Filip Müller, who collected evidence of crimes committed in Auschwitz and helped smuggle them out to try and alert the world, photographed after the war.
Filip Müller secretly gathered evidence of the genocide carried out at Auschwitz-Birkenau while he was a Sonderkommando (member of a forced labour unit) forced to clear bodies from the gas chambers and crematoria.
Müller gathered evidence of the atrocities that he witnessed, including a plan of the Auschwitz-Birkenau camp crematoria and gas chambers, lists of the names of the SS members working there and notes on the transports that arrived. He also obtained a label from a can of Zkylon B gas – the substance used to murder people in the gas chambers.
Müller passed this evidence to fellow prisoners who managed to escape from the camp system on 7th April 1944. Shortly after The Auschwitz Protocols were produced – a collection of papers based on the evidence of Müller and others of Nazi activities and plans at Auschwitz-Birkenau.
After being forced on death marches to various camps in the face of the advancing Red Army, Müller was liberated in early May 1945. Later in his life he gave testimony about his experiences, including to The Wiener Library in the 1950s, at the second Auschwitz trial in 1964, and to Claude Lanzmann in the film Shoah (1985). He published a memoir of his time in Auschwitz in 1979.
Dr Alfred Wiener (1885-1964), Founder of The Wiener Library
Dr Alfred Wiener created the first systematic collection of evidence of Nazi persecution of the Jews. Wiener served in the First World War and was horrified by the far-right extremism and anti-Semitism that emerged after Germany’s defeat. He began to write and campaign to warn people of the consequences of allowing this hatred to grow.
By 1925, he was concentrating all his efforts almost entirely on the Nazi Party, which he saw as the most dangerous force in German politics.
In 1933, Wiener fled with his family to the Netherlands and in Amsterdam set up the Central Jewish Information Office, which collected and disseminated evidence of the Nazi assault on Jewry and the fate of Jewish refugees. In the summer of 1939, he moved his collection to London, where it served the British government throughout the war.

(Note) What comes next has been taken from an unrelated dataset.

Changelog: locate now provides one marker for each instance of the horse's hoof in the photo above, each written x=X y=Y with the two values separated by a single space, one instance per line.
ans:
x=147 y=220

Cover of Alfred Wiener’s ‘Vor Pogromen?’ of 1919, which warned of the threat of right wing antisemitism. Wiener Library Collections.
Dr Eva Reichmann (1897-1998), Director of Research at The Wiener Library

Eva Reichmann c.1950s. Reichmann launched one of the earliest projects to collect eye witness testimonies to the Holocaust. Wiener Library Collections
Dr Eva Reichmann, a prominent German historian and sociologist who fled Nazi persecution in Germany in 1939, became the Director of Research at The Wiener Library, where she continued to research German Jewry and anti-Semitism and led a project to gather thousands of testimonies from Holocaust survivors in the 1950s.
Over a period of seven years, Reichmann and her team gathered reports from refugees and survivors in Britain and abroad. The project successfully gathered more than 1,300 reports in seven different languages.

AJR Information, London, November 1954, featuring Eva Reichmann’s appeal, Wiener Library Collections.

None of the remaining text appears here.